If you’re the type of traveler who diligently packs your hand sanitizer everywhere you go, along with wipes to clean your airplane tray table, soap for your hotel bathroom counter, and checks every nook and cranny for bed bugs, then you may want to avert your eyes. Because it turns out there’s one more gross place you’re probably not sanitizing when you travel.
In February, JRPass.com, the Japan Rail Pass provider, released the findings of its study, which aimed to uncover the dirtiest travel items we all pack for every trip. As the brand explained, it ran a petri-dish microbial culture experiment using” nutrient agar (a food gel for growing bacteria and fungi) to identify which travel items carry the highest levels of bacteria when brought back into the home.”

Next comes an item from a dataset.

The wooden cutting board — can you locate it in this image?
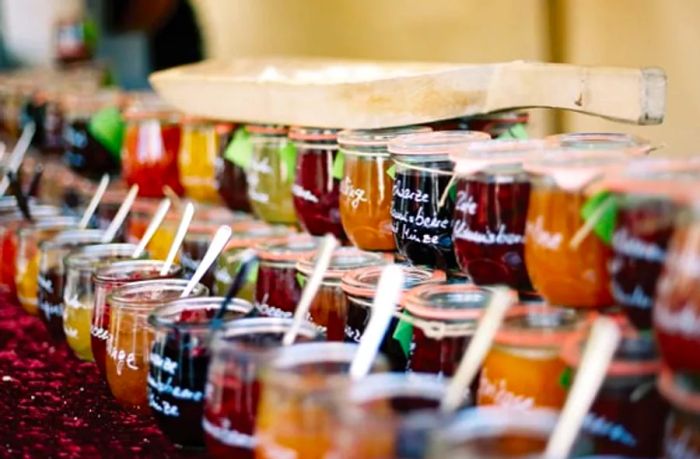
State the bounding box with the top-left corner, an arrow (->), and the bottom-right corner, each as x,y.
150,58 -> 666,128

It collected samples from six commonly used travel items, including samples from airport clothing, mobile phones, hand luggage, shoes, hold luggage, and passports. They even tested three individual items from each category to ensure consistency.
After conducting the experiment, the team came to a surprising conclusion: Your passport is actually the nastiest thing you travel with on your journeys across the globe.
Specifically, the experiment measured colony-forming units, or CFUs, which is essentially a way scientists count how much bacteria is growing on the surface of an object. The higher the number of CFUs, the more microbial activity is detected.
Passports clocked in at 436 CFU per three square meters, which may not seem like a big deal, until you learn that the next closest item, checked luggage, had just 97. Shoes came in thired with 65, followed by followed at 65, then hand luggage at 56, phones at 45, and coats last with 15.
What’s important to remember is that these numbers don’t automatically mean your passport, or anything else you travel with, is dangerous, but it does suggest that you may want to be wiping down your passport more than you think.
“Our hands are well known to be very well colonised by the bacteria and fungi (and some viruses) that normally live there,” Dr. Primrose Freestone, an associate professor in clinical microbiology at the University of Leicester, said. “This means that, as well as our resident hand skin microbiome, our hands will, when they touch any surface, pick up additional microbes present within the airport environment, which have the microbial deposits from the thousands of people who pass through each day.” As Freestone added, the greater the handling of a passport by different people’s hands, the greater the variety of bacteria, fungi, and even viruses.
As for what you can do, Freestone said it’s important to clean high-touch personal items like phones and passports using antibacterial or alcohol wipes, taking off your travel shoes before entering a new place, and changing out of your plane clothes as quickly as possible, as well as wiping down luggage when you get home. But, her most important of all is a classic: Wash your hands.
“Airports and public transport are high-contact environments, meaning hands easily pick up microbes from surfaces like check-in kiosks, handrails, and luggage,” Freestone said. “Washing hands thoroughly with soap and water, or using an alcohol-based gel, is one of the simplest and most effective ways to reduce potential exposure.”